Don Bosco parla de nouveau à toute la communauté après les prières du soir.
Hier soir, mes chers fils, je m’étais couché et comme je ne pouvais pas m’endormir tout de suite, je pensais à la nature et à l’existence de l’âme, comment elle était faite, comment elle pouvait se trouver et parler dans l’autre vie, étant séparée du corps, et comment nous pourrions alors nous reconnaître les uns les autres, n’étant après la mort que de purs esprits. Et plus je pensais à cela, plus le mystère me semblait obscur.
Pendant que je vagabondais dans ces fantaisies, je m’endormis et il me sembla que j’étais sur le chemin qui mène à … (et il nomma la ville) et que je marchais dans cette direction. J’allais pendant un certain temps en traversant des pays inconnus, quand tout à coup je me sentis appeler par mon nom. C’était la voix d’une personne qui s’était arrêtée en chemin.
– Viens avec moi, me dit-elle ; maintenant tu pourras voir ce que tu désires.
Je lui obéis aussitôt. Cette personne allait avec la rapidité de la pensée et moi à l’égal de mon guide. Nous allions sans que nos pieds touchent le sol.

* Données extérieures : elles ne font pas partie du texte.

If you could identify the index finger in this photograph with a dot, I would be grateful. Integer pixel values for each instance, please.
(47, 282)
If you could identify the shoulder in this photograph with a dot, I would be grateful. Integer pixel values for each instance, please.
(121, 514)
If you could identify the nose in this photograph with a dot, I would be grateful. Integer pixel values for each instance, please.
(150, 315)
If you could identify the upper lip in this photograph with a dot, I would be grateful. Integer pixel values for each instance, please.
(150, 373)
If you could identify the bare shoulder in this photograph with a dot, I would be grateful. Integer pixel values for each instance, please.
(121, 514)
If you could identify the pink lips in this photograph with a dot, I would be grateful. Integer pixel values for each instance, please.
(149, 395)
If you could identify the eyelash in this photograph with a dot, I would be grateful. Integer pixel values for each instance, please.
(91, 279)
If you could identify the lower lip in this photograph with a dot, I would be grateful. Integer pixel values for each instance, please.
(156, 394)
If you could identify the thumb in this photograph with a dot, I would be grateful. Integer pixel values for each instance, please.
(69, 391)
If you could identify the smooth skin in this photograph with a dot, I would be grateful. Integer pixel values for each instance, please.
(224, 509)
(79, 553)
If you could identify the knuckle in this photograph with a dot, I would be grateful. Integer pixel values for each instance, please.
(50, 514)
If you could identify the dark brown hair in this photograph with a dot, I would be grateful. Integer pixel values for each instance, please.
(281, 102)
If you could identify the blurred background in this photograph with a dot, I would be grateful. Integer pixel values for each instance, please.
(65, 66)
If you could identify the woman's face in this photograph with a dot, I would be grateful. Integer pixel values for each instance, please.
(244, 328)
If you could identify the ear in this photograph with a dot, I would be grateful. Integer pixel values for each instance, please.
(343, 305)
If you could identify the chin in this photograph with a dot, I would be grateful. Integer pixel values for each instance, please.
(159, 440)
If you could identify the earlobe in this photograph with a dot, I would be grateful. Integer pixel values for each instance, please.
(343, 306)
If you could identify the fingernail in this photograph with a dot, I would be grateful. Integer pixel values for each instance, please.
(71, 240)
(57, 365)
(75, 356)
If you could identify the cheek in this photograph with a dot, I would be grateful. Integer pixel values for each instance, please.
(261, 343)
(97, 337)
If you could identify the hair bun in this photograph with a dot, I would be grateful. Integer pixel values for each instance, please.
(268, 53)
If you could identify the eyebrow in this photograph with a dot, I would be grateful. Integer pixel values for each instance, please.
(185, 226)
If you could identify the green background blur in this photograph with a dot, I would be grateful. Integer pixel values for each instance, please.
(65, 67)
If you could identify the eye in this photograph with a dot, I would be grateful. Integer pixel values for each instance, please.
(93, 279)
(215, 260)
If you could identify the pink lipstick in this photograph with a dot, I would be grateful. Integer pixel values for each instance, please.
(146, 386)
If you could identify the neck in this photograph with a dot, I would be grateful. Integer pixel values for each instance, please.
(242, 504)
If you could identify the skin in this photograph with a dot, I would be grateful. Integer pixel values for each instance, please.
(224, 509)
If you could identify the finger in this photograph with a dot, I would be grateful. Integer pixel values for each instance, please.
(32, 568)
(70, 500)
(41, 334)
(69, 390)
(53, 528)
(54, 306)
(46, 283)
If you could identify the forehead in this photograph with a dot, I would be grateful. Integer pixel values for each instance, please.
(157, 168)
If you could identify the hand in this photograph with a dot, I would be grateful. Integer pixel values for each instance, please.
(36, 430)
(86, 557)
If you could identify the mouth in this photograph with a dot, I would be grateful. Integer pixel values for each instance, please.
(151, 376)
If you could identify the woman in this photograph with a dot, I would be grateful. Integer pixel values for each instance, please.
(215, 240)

Arrivés dans une région inconnue, mon guide s’arrêta. Sur un lieu élevé se dressait dans toute sa magnificence un palais admirable. Je ne sais pas où il était, ni sur quelle éminence ; je ne me souviens plus s’il se trouvait sur une montagne ou dans les airs sur les nuages. Il était inaccessible et on ne voyait aucune route pour y monter. Ses portes étaient d’une hauteur considérable.
– Regarde, monte vers ce palais, me dit le guide.
– Comment dois-je faire ? observai-je ; comment faire pour y arriver ? Ici en bas, il n’y a pas d’entrée, je n’ai pas d’ailes.
– Entre ! répliqua l’autre impérativement. Et voyant que je ne bougeais pas, il dit :
– Fais comme je fais : lève les bras simplement et tu monteras. Viens avec moi. – Et, en disant cela, il leva haut les mains vers le ciel. Moi aussi, j’ouvris alors les bras et je me sentis immédiatement soulevé en l’air comme un léger nuage. Et me voilà sur le seuil du grand palais. Le guide m’avait accompagné.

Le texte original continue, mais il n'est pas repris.